Our AI experts have also been working with clients to assess the practical business benefits of emerging technologies, such as digital twins and AI for data quality, and help them proactively address the requirements for digital trust in the products and experiences that use AI, digital technologies, and data.
“To us, this recognition is a testament to our innovative work and the investment our firm has been making in AI talent, technologies, knowledge, and innovation,” says Alex Singla. “The biggest challenge we see now is in helping companies advance from a handful of pilots to running hundreds or thousands of models on an AI platform and gaining the value that comes from scaling.”
Achieving that scale takes innovation on multiple fronts. “We have focused on end-to-end AI, helping clients develop the thinking and planning for the people, processes, and technologies required for scaling. We believe that MLOps is part of the answer to scale,” explains Nayur Khan, a partner at McKinsey. “This involves establishing an assembly line for developing and deploying AI products that end users love–bringing the right skills, from product and design thinking to data engineering and machine learning, to cloud and software engineering. Finally, baking in legal, ethical, and compliance checks and balances in an automated fashion.”

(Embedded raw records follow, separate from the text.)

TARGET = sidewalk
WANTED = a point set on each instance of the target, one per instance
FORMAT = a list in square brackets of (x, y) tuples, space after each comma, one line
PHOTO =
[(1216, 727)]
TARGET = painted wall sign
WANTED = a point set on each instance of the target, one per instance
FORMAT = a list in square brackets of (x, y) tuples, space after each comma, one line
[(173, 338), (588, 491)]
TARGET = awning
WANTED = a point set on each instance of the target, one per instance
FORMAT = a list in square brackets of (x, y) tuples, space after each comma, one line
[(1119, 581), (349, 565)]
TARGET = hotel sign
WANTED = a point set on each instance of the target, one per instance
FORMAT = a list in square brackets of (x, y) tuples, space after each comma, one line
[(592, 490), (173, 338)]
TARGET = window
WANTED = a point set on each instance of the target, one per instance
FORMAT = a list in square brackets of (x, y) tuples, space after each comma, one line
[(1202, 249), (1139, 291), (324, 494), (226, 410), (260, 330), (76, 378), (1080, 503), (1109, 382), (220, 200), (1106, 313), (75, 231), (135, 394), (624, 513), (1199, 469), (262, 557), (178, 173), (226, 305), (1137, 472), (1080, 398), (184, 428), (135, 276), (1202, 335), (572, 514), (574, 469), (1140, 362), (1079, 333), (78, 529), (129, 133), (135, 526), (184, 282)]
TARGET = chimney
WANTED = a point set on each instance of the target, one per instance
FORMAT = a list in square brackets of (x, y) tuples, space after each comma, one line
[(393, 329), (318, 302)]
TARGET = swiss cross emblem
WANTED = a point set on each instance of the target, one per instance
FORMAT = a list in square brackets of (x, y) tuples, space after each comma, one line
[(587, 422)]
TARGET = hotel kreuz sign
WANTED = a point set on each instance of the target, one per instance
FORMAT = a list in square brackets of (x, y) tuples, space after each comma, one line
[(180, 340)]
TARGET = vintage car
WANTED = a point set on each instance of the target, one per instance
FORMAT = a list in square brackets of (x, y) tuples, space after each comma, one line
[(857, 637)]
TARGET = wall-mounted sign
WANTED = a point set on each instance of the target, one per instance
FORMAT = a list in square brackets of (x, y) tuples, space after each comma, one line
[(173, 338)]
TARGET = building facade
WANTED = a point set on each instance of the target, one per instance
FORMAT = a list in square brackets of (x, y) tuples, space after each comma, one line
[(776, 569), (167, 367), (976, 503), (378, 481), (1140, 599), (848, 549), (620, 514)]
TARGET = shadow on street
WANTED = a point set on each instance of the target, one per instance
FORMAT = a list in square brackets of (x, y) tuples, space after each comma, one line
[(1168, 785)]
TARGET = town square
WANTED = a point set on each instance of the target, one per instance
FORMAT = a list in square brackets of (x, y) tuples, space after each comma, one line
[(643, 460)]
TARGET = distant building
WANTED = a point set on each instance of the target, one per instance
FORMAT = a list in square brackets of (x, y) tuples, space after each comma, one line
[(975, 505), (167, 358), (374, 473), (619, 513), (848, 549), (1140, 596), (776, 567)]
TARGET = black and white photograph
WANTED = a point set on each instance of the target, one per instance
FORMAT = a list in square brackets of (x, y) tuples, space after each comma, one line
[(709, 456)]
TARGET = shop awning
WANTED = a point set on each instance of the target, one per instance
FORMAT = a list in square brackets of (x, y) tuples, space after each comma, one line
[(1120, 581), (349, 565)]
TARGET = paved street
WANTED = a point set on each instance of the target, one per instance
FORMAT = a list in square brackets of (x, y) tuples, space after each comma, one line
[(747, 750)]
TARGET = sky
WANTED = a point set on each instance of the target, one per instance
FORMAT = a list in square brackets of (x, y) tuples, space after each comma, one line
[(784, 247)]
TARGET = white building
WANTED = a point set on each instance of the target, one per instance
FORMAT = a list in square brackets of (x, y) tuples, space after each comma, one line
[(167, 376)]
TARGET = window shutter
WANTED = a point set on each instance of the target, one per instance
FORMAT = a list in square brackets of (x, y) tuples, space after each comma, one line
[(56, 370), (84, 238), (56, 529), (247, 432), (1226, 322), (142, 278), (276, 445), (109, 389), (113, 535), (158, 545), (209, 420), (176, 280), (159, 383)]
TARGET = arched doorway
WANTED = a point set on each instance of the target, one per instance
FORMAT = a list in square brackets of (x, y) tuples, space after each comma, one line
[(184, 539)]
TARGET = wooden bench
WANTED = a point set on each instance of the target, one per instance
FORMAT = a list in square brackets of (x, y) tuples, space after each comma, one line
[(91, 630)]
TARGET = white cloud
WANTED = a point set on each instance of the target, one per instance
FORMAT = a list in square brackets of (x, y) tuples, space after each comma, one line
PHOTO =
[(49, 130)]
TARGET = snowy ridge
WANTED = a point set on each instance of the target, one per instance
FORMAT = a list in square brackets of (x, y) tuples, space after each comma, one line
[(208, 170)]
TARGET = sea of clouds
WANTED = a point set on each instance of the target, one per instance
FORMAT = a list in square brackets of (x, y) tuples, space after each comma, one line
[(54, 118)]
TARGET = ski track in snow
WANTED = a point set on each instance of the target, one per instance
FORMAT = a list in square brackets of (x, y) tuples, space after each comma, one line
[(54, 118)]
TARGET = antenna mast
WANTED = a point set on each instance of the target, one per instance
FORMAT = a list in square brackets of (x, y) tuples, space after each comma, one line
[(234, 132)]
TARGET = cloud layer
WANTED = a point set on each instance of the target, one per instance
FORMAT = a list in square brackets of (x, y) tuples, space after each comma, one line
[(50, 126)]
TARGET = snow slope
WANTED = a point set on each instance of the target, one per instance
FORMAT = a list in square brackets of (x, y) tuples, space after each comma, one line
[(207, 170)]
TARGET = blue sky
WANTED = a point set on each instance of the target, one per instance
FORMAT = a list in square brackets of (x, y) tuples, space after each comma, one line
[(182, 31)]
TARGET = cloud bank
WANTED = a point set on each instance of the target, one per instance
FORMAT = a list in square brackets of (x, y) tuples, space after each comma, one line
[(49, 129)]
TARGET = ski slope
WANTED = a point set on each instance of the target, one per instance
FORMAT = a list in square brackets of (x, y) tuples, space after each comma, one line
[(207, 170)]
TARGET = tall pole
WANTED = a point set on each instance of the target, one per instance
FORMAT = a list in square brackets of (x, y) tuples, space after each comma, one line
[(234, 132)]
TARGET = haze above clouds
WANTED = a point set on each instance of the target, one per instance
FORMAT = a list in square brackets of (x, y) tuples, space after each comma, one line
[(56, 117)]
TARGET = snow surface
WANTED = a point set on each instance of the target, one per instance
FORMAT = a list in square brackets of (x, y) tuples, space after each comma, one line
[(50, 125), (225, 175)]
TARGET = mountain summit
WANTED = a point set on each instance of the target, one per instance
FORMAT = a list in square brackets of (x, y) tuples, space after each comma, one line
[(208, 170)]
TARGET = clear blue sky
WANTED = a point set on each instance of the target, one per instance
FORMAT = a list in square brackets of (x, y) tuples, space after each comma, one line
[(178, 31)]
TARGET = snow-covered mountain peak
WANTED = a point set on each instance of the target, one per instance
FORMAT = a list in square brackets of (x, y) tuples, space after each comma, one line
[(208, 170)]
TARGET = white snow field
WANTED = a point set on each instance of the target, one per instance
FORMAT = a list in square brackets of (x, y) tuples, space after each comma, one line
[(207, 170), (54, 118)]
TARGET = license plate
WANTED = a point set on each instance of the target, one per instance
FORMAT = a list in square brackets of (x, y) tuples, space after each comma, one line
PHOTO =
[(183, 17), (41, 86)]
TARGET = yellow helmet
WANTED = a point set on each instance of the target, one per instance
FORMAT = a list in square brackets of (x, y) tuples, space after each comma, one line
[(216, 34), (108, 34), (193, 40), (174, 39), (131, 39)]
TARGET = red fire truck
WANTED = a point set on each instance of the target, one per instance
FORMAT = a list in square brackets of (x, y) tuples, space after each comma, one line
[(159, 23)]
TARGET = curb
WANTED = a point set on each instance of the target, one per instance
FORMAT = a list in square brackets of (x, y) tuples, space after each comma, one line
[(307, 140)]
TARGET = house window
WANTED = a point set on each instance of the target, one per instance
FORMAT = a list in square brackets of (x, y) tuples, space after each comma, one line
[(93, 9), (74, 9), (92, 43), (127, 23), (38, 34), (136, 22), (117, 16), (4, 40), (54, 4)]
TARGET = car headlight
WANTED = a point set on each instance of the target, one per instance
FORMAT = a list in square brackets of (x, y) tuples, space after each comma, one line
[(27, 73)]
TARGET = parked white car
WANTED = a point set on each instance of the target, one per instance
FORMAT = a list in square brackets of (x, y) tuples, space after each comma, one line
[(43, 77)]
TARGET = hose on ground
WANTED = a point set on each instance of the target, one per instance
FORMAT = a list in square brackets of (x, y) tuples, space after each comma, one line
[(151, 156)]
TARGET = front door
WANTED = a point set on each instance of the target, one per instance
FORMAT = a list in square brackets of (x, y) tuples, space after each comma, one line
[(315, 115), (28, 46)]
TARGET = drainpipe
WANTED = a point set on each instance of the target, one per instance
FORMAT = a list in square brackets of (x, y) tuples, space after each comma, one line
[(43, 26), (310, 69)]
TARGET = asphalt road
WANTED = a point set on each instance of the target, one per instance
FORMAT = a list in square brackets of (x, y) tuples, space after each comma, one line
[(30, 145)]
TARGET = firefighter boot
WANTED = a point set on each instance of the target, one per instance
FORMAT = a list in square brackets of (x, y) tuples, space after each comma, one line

With MLOps, businesses can quickly solve use cases and scale their processes due to high interoperability and reusable components. This is somewhat new to data science–just as good software engineering and DevOps were core to improving software delivery.
Business leaders who are serious about the value of AI are increasingly looking to MLOps to help unlock it. For example, in the past year, we’ve partnered with a global life-sciences company to help them transform a set of fragmented AI labs into an enterprise-wide MLOps solution architecture. Some 400 data scientists from 30 teams worldwide have already developed and deployed more than 25 AI use cases across research, clinical, and commercial business areas, delivering business impact while improving productivity and reliability.
McKinsey senior partner Kia Javanmardian leads our MLOps service line. “In the early period of AI, companies created models but didn’t ensure sustainability and scalability,” Kia says. “Now we need to ensure the infrastructure is in place from the onset to sustain and scale impact from analytics. This will require us to be deeply involved with defining and implementing our clients’ AI technology architecture.” As this latest Forrester rating confirms, that’s a role we’re well-suited to play.